Market indifference—the cell phone gap: Forty-two percent of those age 65+ are without a cell phone. Hmm, why do you suppose that is? Do you think it's just because older adults see no purpose in them? Or do they conclude that devices that generally have small screens, small buttons, poorly separated controls, and a joke of a keyboard for texting aren't worth the trouble? (And I haven't even started in on smart phones.) The itsy-bitsy keys on my BlackBerry Curve are a hoot—and I have small hands, steady fingers, and can touch type—but I have yet to get a complete sentence right the first time. Watching iPhone users flip around their screens searching in vain for punctuation, no wonder iPhone messages are so, shall we say, cryptic? Why would people with arthritic hands or less-than-perfect vision want to bother? So they could tweet or read spam with better backlighting? Luckily, only 4% of the over-65 crowd have one —and that number will not move much until vendors care more.

Market indifference—the traveler gap: That brings me to a traveler's rant about hotel tubs. Clearly, hotel chains expect that the average traveler is young, nimble-footed, sharp-eyed, and not at all worried about falling, or there would a well-placed grab bar in that extra-slippery tub of the Hyatt I was just in. Or the grab bar in the Marriott bathroom would have been placed in the middle of the glasslike tub, where it could be reached when a not-so-fleet-footed person slipped. Instead, it is inaccessible at the far end of the tub. I give Hyatt credit, though: Someone must have fallen and sued them—there was a rolled up bath mat under the sink, and Marriott staff have told me that if I like, I can have a permanent request for a mat in my profile. After enduring a near-humiliating "security theater" experience at the airport, being jammed into sardine seats on the plane, and risking a life in the hotel tub, why would anyone at the older end of the 65+ population travel unless they had to for holidays—when 22 passengers on one flight required wheel chairs (no kidding) last year.

Market indifference—the packaging gap: Finally, who in the marketplace cares about the near-unbelievable inaccessibility of packaged goods? These include unyielding plastic-wrapped bottle tops, hack-sawed clamshell packaging of electronic goods, not-so-easy-open vacuum-sealed jars, and packaged shipments that require a surgeon to open the so-secure taped box.

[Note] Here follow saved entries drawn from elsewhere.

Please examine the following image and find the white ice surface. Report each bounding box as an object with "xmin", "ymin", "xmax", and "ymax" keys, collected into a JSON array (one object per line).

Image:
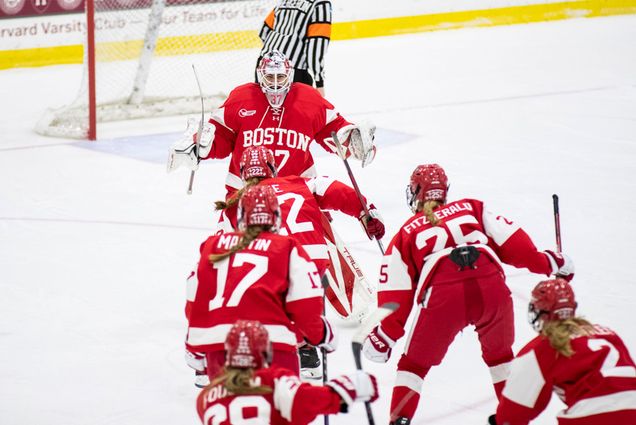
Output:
[{"xmin": 1, "ymin": 15, "xmax": 636, "ymax": 425}]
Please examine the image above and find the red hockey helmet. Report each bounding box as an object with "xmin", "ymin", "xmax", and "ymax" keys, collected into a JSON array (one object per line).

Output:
[
  {"xmin": 240, "ymin": 146, "xmax": 277, "ymax": 181},
  {"xmin": 257, "ymin": 50, "xmax": 294, "ymax": 108},
  {"xmin": 406, "ymin": 164, "xmax": 449, "ymax": 213},
  {"xmin": 225, "ymin": 320, "xmax": 273, "ymax": 369},
  {"xmin": 238, "ymin": 184, "xmax": 281, "ymax": 231},
  {"xmin": 528, "ymin": 278, "xmax": 577, "ymax": 332}
]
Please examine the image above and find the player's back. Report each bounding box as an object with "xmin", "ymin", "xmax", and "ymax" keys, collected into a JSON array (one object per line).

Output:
[
  {"xmin": 196, "ymin": 367, "xmax": 289, "ymax": 425},
  {"xmin": 541, "ymin": 325, "xmax": 636, "ymax": 405},
  {"xmin": 187, "ymin": 231, "xmax": 300, "ymax": 351}
]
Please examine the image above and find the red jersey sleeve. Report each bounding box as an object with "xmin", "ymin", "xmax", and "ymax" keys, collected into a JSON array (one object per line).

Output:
[
  {"xmin": 496, "ymin": 338, "xmax": 553, "ymax": 425},
  {"xmin": 272, "ymin": 368, "xmax": 342, "ymax": 425},
  {"xmin": 284, "ymin": 239, "xmax": 326, "ymax": 345},
  {"xmin": 479, "ymin": 202, "xmax": 553, "ymax": 276},
  {"xmin": 377, "ymin": 231, "xmax": 418, "ymax": 341},
  {"xmin": 305, "ymin": 176, "xmax": 366, "ymax": 217}
]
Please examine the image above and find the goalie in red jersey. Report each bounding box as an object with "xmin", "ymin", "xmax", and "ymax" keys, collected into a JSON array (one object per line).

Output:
[
  {"xmin": 489, "ymin": 278, "xmax": 636, "ymax": 425},
  {"xmin": 197, "ymin": 320, "xmax": 378, "ymax": 425},
  {"xmin": 361, "ymin": 164, "xmax": 575, "ymax": 425},
  {"xmin": 185, "ymin": 185, "xmax": 337, "ymax": 384},
  {"xmin": 167, "ymin": 50, "xmax": 376, "ymax": 195}
]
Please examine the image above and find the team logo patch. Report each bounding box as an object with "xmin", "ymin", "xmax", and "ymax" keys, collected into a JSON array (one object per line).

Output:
[
  {"xmin": 239, "ymin": 109, "xmax": 256, "ymax": 117},
  {"xmin": 1, "ymin": 0, "xmax": 25, "ymax": 15}
]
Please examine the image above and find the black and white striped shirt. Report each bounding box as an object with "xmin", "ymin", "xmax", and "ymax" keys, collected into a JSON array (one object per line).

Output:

What we buy and pay money for when we're feisty and mobile will eventually become the obstacle course of our later lives. Let's remind everyone who markets to us (hotel, car, airline, supermarket) that these experiences designed by the young for the young will dwindle in appeal as the not-so-young become older. If all baby boomers made a fuss to each and every marketer whose product or service is dauntingly difficult to access, and if all towns had advocates trying to humanize transportation and other services, how livable and civilized life could be, regardless of age.

By Laurie Orlov
Aging in Place Technology Watch Blog

[First posted November 10, 2010, at Laurie's Aging in Place Technology Watch Web site.]